Nilakusuma · Minggu, 07 Maret 2021 - 15:04:00 WIB
Wabup Aep: 60 Persen Sekolah di Karawang Akan Belajar Tatap Muka 
Belajar daring yang selama ini dilakukan di Purwakarta. (Foto: iNews.id/Asep Supiandi)

KARAWANG, iNews.id - Wakil Bupati Karawang, Aep Syaepuloh meyakinkan belajar tatap muka bakal segera dibuka di Karawang. Namun hanya sekolah yang wilayahnya masuk zona aman yang boleh belajar tatap muka. 

Dari hasil pemetaan Pemkab Karawang, hanya 60 persen sekolah yang bisa belajar tatap muka sedangkan lainnya masih menunggu penurunan penyebaran Covid-19.

"Kita masih mengkaji kapan tepatnya belajar tatap muka dilakukan. Target kita paling lambat Juni tahun ini bisa dilaksanakan. Semua persiapan sudah dilakukan, namun karena pertimbangan pandemi Covid-19 di Karawang masih cukup tinggi, jadi kita harus hati-hati," kata Aep, Minggu (7/3/2021).

Menurut Aep, rencana belajar tatap muka di sekolah sudah dipersiapkan jauh hari. Artinya pihak sekolah sudah menyiapkan segala sesuatunya seperti protokol kesehatan di sekolah. 

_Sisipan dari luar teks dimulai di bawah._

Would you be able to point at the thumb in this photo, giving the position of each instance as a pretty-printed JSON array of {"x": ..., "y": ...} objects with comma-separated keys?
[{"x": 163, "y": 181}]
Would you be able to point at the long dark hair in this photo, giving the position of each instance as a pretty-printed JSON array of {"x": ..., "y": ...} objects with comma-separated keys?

"Tempat cuci tangan di setiap kelas, masker dan lainnya terkait protokol kesehatan sudah disiapkan. Bahkan guru-guru dan tenaga sekolah akan vaksinasi. Semua itu untuk memastikan belajar tatap muka sudah siap dilaksanakan," katanya.

Aep menuturkan, meski pihak sekolah sudah mempersiapkan semuanya untuk belajar tatap muka, namun pemerintah masih mengkaji lagi. Karena tidak semua sekolah boleh belajar tatap muka. 

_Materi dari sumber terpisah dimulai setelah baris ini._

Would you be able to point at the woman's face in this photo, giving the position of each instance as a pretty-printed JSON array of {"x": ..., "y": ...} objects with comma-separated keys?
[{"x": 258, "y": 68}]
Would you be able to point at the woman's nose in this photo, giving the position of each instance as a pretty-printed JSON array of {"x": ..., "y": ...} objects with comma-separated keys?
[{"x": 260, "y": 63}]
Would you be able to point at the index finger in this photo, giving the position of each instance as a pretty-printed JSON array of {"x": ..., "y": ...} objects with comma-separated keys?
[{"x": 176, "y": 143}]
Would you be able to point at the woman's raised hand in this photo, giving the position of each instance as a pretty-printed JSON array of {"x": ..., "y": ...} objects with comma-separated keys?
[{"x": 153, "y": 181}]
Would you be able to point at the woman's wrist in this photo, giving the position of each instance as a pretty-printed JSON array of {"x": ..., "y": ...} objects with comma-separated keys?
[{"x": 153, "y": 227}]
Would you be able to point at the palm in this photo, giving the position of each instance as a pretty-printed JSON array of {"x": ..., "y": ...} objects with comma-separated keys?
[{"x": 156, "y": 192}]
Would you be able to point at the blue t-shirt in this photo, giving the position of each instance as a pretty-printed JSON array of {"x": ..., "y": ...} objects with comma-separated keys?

"Hanya sekolah yang berada di zona hijau yang boleh belajar tatap muka. Ini untuk memastikan p
Belajar tatap muka aman dari bahaya Covid-19," tuturnya. 

Menurutnya, jika berdasarkan zona aman, diperkirakan hanya 60 persen sekolah di Karawang yang dapat belajar tatap muka, karena masuk dalam wilayah zona hijau. Sedangkan sekolah lainnya masih belajar secara daring, karena berada di wilayah zona merah. 

"Kalau jumlah persisnya belum tahu,  tapi sudah 60 persen sekolah. Kita harapkan rencana ini berjalan lancar dan anak-anak aman bersekolah," katanya.